おすすめは、梨のコンポートやすりおろし梨。体を冷やしすぎず、やさしく喉にしみわたるとされている。

カリウムでむくみスッキリ!
梨にはカリウムが豊富に含まれていて、体内の余分な塩分を排出してくれる働きがあるとされる。 塩分の多い食事のあとや、立ち仕事で足がパンパンなときに食べると、むくみ対策に効果的であるかも知れない。

低カロリーでダイエットにも
梨は1個(約300g)で約120kcal前後と、意外と低カロリーである!
しかも水分と食物繊維が豊富だから、満腹感が得られやすく、間食にもぴったりである!

美味しく食べるコツ
- 冷やしすぎ注意!
- 冷蔵庫で冷やすなら、食べる30分前に出しておくと香りが引き立つ
- 皮ごと食べるのもアリ!
- 皮の近くに栄養が多く含まれているから、よく洗ってそのまま食べるのもおすすめ!

代表的な和梨の品種と特徴
幸水(こうすい)
- 甘みが強くて果汁たっぷり!やわらかめの果肉で、夏の定番。
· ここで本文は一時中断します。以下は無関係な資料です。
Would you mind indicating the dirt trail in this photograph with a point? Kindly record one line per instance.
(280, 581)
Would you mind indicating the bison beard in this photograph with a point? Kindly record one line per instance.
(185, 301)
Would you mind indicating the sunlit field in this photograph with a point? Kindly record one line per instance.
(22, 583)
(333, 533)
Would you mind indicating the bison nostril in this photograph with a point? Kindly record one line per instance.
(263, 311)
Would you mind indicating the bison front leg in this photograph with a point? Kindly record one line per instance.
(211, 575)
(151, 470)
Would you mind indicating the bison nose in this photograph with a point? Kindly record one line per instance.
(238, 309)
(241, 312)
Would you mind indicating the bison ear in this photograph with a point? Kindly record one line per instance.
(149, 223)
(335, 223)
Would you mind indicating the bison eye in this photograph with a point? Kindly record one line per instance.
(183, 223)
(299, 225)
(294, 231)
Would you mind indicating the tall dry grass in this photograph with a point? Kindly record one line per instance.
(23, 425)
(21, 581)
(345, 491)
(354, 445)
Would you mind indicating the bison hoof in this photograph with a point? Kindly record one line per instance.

8月頃が旬
豊水(ほうすい)
- 幸水よりやや大きめで、甘みと酸味のバランスが良い。果汁も多くてジューシー!
新高(にいたか)
- とにかく大玉!1個が500g以上になることも。香りがよくて上品な甘さ。
二十世紀
- 青梨の代表格。さっぱりした甘さとシャキシャキ感が特徴。鳥取県が有名!
あきづき
- 幸水×豊水×新高のハイブリッド!甘くて酸味が少なく、果肉がなめらか。9月中旬が旬
新興(しんこう)
- 晩生種で、保存性が高い。甘さ控えめでさっぱりした味わい
あとがき
梨は美味しさと栄養のかたまり
梨は、ただ美味しいだけではなくて、体にやさしい栄養素がたっぷり詰まった果物である。 乾燥や疲れが気になる季節には、まさにぴったりの自然の恵みであると言ってよい。
梨を手に取るときは、ぜひ本稿のウンチクを思い出してみてほしい。 きっと、ひと口ごとに「梨ってすごいなぁ…」と感動することでしょう。